3 September 2006

Bukan Sekedar Memaki

Rupanya, tak ada yang benar-benar beres dinegeri ini. Berkali-kali kita dibuat terluka oleh peringai mereka yang biasa menyebut dirinya “pemilik negara”, hampir bisa dipastikan tak ada kosakata "rakyat" dalam kamus mereka. Lucunya, prilaku ini seperti mendapat tempat dimana-mana, tanpa malu dan tanpa rasa. Bahkan untuk sebuah institusi bernama kesehatan sekalipun, tempat dimana setiap orang semestinya diperlakukan dengan baik, sebab mereka pantas untuk itu.

Rumah Sakit yang sesungguhnya menjadi tempat bagi setiap pasien untuk berobat dan mencari kesembuhan, ternyata tak lebih dari sarang segala penyakit. Bayangkan, hampir sulit mendapatkan perlakuan dan pelayanan yang baik ditempat ini, apalagi jika anda orang miskin dan tak punya uang. Belum lagi, birokrasi yang berbelit-belit, selalu dipersulit dan diagnosa dokter yang sering salah. Maka, tak perlu terheran-heran jikalau anda menemukan orang yang sakitnya bertambah parah bahkan nyawanya harus melayang beberapa saat sepulang dari rumah sakit.

Bukan sekedar gerutu kosong, namun cerita seperti ini berkali-kali kutemukan di rumah sakit. Terakhir tadi sore, ketika menjenguk seorang teman yang sakit. Ruangan yang dihuni teman ini boleh dikategorikan “kelas ekonomi” (sebuah tempat dengan fasilitas seadanya alias untuk mereka yang pas-pasan), semua tempat tidur terisi penuh oleh pasien. Anehnya, rata-rata dari mereka memiliki keluahan yang sama yaitu “tidak dilayani sewajarnya oleh petugas rumah sakit”. Keluhan pertama datang dari teman ku, dengan mimik sedih dan bola mata agak memicik ia berkata “masak saya tidak pernah diperhatikan, sudah dua hari disini tapi baru satu kali diperiksa, itupun oleh perawat bukan dokter”. Menurut diagnosa dokter ia harus dioperasi karena ada masalah dengan ususnya, namun sampai sekarang ia belum tahu pasti kapan jadwal operasinya “tadi siang mereka bilang hari selasa, eh… barusan katanya diubah hari jum’at” keluhnya lagi.


Tiba-tiba kuteringat Deka (teman sekampung yang akhirnya meninggal gara-gara tumor ganas diperutnya), kasusnya hampir sama, akibat tidak ada kepastian jadwal operasi dan minimnya respon rumah sakit terhadap penyakitnya, ia memutuskan untuk kembali ke kampung, padahal sudah hampir dua bulan ia bertahan di tempat ini (kebetulan ruangan yang dahulu ditempati Deka, bersebelahan dengan tempat yang kini “dihuni” temanku) – bahkan dokter pun sudah mengambil sebagian tumornya sebagai sampel penelitian laboratorium, sebuah penantian panjang dan melelahkan. Coba bayangkan berapa banyak ongkos yang ia buang hanya dengan satu harapan; segera sembuh.
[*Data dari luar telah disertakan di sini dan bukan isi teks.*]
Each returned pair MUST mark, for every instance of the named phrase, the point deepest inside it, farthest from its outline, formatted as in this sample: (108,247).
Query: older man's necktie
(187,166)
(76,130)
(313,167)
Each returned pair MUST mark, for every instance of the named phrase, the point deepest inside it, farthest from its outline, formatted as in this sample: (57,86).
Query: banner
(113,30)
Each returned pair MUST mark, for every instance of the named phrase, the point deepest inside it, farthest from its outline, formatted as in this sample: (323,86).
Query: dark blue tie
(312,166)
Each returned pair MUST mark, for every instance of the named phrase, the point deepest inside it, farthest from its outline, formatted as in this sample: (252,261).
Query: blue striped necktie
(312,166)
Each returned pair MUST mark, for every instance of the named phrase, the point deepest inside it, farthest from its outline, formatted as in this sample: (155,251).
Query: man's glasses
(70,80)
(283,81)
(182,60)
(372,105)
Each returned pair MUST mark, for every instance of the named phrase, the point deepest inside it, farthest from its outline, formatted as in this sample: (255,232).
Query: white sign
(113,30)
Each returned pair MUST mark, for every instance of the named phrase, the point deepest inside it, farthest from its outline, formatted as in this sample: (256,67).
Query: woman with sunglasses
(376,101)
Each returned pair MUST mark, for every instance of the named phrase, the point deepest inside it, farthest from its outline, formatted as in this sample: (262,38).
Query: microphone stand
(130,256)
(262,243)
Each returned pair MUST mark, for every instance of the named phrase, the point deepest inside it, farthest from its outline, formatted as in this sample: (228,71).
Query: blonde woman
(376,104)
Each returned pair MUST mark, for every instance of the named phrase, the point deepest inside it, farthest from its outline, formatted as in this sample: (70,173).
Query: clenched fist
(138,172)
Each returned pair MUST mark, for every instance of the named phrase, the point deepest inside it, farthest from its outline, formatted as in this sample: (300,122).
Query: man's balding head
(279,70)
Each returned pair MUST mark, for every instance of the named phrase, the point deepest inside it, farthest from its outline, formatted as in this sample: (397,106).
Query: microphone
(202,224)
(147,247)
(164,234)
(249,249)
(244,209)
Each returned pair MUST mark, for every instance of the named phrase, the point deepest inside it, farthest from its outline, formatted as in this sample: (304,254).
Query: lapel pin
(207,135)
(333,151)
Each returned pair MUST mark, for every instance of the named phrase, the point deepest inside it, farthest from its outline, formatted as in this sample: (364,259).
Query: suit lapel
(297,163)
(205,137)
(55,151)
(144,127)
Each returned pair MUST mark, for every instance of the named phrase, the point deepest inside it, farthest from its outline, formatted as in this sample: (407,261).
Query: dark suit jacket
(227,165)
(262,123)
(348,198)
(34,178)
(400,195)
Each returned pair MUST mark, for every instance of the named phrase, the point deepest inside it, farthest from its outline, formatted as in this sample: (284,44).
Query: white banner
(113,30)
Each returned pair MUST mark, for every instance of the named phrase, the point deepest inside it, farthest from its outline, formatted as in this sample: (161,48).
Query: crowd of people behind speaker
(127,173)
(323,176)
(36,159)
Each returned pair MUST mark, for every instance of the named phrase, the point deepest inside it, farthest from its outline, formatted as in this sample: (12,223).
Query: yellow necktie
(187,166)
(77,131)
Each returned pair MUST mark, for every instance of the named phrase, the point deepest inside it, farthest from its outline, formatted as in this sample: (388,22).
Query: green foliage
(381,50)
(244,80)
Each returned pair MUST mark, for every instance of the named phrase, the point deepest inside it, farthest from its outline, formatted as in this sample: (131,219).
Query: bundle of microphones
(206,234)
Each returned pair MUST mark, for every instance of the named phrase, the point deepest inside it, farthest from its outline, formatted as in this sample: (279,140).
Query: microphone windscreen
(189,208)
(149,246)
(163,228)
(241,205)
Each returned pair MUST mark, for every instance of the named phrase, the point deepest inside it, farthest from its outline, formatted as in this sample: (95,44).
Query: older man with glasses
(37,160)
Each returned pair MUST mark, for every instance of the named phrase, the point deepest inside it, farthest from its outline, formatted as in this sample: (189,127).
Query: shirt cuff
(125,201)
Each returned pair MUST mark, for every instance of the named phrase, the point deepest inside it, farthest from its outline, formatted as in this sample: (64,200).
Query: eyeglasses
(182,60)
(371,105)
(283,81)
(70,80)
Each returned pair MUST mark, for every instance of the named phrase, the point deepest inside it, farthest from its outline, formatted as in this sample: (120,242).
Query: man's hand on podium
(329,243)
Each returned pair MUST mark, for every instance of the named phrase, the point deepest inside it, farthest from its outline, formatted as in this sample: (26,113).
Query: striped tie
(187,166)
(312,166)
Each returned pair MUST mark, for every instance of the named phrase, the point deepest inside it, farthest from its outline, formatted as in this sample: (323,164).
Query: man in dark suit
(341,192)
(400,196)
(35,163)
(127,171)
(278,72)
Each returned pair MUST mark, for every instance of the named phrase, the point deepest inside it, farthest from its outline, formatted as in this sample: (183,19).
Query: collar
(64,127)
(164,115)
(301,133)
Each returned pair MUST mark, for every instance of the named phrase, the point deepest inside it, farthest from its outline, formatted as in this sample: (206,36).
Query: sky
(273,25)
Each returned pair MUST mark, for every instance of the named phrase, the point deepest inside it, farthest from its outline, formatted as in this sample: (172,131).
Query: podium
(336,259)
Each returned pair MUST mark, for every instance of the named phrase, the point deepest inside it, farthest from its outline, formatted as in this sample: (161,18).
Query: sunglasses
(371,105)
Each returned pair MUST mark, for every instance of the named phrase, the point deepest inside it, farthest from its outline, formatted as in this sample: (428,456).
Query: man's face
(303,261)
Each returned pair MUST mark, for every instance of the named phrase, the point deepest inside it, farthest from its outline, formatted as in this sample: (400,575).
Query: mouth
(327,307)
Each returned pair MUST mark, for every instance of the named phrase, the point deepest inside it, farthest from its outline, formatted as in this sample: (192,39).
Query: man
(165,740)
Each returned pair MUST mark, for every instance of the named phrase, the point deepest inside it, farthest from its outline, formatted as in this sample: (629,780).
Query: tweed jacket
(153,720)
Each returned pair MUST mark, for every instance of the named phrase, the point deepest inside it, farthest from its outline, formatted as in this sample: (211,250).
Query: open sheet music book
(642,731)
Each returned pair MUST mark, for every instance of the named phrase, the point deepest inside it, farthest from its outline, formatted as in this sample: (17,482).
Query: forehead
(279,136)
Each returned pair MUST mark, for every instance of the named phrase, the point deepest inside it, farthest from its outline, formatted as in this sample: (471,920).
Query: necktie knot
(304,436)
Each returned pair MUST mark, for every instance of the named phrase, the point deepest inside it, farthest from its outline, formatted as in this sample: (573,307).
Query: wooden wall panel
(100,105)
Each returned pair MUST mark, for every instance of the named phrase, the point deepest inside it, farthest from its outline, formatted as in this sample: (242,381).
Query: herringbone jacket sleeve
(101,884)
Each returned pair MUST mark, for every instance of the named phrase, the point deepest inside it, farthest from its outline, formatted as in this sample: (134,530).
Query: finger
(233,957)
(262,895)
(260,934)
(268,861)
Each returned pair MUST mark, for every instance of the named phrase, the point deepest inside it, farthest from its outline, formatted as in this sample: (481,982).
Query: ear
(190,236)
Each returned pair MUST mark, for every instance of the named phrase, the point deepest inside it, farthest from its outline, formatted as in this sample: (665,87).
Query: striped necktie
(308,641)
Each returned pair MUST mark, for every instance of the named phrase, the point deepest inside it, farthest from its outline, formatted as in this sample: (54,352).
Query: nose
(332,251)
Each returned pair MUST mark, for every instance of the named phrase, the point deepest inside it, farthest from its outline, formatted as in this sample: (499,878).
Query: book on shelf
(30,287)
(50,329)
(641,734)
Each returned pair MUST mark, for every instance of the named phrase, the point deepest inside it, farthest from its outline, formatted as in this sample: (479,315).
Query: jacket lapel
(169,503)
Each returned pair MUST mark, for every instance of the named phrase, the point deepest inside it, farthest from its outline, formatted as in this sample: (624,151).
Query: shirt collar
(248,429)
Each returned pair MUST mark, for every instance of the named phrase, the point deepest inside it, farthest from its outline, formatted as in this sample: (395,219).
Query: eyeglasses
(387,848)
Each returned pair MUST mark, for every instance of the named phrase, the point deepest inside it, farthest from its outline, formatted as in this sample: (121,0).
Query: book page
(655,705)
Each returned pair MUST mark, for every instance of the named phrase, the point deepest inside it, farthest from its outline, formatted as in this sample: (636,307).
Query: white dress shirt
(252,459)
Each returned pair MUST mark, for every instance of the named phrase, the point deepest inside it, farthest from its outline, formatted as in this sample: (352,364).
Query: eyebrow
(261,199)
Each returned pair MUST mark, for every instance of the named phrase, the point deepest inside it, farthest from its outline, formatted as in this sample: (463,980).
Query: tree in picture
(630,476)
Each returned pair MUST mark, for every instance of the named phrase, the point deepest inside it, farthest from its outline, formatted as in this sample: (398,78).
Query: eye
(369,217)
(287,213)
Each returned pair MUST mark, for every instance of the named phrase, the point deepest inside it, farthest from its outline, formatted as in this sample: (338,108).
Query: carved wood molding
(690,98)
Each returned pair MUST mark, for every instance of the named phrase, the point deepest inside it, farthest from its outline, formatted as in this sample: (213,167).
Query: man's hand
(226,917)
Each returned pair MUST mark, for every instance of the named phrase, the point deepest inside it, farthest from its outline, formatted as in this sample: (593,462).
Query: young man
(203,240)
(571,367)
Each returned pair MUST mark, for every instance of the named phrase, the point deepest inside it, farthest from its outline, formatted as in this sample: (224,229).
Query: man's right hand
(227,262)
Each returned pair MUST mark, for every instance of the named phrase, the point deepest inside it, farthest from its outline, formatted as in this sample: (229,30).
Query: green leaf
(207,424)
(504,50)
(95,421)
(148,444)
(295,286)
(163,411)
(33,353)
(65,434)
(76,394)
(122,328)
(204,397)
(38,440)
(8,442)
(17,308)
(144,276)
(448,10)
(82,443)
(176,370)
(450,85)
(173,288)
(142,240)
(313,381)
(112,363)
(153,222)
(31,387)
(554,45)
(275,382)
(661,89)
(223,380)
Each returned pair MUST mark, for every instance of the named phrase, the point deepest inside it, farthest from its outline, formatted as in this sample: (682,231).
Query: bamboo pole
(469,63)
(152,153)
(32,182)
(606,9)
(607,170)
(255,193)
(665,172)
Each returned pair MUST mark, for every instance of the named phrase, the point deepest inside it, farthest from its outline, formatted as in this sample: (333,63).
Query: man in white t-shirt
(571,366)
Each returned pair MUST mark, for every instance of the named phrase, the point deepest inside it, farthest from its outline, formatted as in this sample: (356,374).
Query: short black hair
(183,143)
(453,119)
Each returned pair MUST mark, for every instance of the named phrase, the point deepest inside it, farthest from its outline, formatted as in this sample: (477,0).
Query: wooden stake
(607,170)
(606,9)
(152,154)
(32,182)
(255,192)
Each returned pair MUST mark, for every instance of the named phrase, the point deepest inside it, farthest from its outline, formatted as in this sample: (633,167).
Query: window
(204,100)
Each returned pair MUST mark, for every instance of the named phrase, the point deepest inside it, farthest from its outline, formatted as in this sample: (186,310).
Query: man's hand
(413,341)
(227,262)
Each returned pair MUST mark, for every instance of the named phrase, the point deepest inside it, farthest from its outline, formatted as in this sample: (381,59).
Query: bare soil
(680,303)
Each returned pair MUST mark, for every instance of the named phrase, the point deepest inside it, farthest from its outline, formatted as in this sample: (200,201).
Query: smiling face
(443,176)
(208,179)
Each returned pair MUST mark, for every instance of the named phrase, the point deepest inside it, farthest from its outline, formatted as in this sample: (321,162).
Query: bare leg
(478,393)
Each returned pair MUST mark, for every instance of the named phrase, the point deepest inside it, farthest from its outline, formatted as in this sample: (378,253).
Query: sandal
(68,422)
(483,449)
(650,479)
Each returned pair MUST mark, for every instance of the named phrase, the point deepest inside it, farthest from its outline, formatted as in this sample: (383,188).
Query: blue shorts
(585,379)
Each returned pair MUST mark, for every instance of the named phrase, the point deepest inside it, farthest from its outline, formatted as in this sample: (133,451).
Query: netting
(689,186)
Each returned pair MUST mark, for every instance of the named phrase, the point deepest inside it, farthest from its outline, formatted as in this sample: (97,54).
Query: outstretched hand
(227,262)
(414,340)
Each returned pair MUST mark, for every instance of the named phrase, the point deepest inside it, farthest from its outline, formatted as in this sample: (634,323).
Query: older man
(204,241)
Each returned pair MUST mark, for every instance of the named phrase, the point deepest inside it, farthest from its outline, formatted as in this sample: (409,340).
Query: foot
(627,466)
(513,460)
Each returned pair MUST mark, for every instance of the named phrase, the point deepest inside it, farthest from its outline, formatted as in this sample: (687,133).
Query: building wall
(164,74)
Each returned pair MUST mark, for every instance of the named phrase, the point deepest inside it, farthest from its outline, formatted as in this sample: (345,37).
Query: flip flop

Belum lagi tekanan psikis akibat sering dicuekin petugas. Aku percaya, kematian itu niscaya, siapapun pasti menemui ajalnya, namun bukankah setiap kematian memiliki kepantasannya masing-masing. Rasa-rasanya, tak adil ia meninggal dengan cara itu – sistem telah membunuhnya, sebuah sistem yang benar-benar absurd, bobrok, rusak dan tak punya rasa, yang didalamnya hanya berisi jutaan malapetaka bagi kemanusiaan. Kuasa modal telah menjadi mainstream di seluruh rumah sakit negeri ini, hingga orang sakit pun dijadikan komoditas, layaknya barang dagangan.

Deka orang baik. Dan sebagaimana anak muda lainnya, ia masih punya begitu banyak mimpi indah yang harus segera diwujudkan – berlari dan terus berlari. Barangkali, impian seperti itu pula yang membuat ia tak pernah tunduk dan selalu melawan rasa sakit yang sangat. Setidaknya, itu yang bisa kutangkap dari sorotan matanya ketika pertama kali menemukannya terbaring di rumah sakit. Sayang, hidup tak berpihak padanya. Ia harus pergi… (Al Fatihah untuk mu)

***
Bagiku, hidup bukan hanya soal takdir. Tiap orang berhak menentukan kepantasannya masing-masing.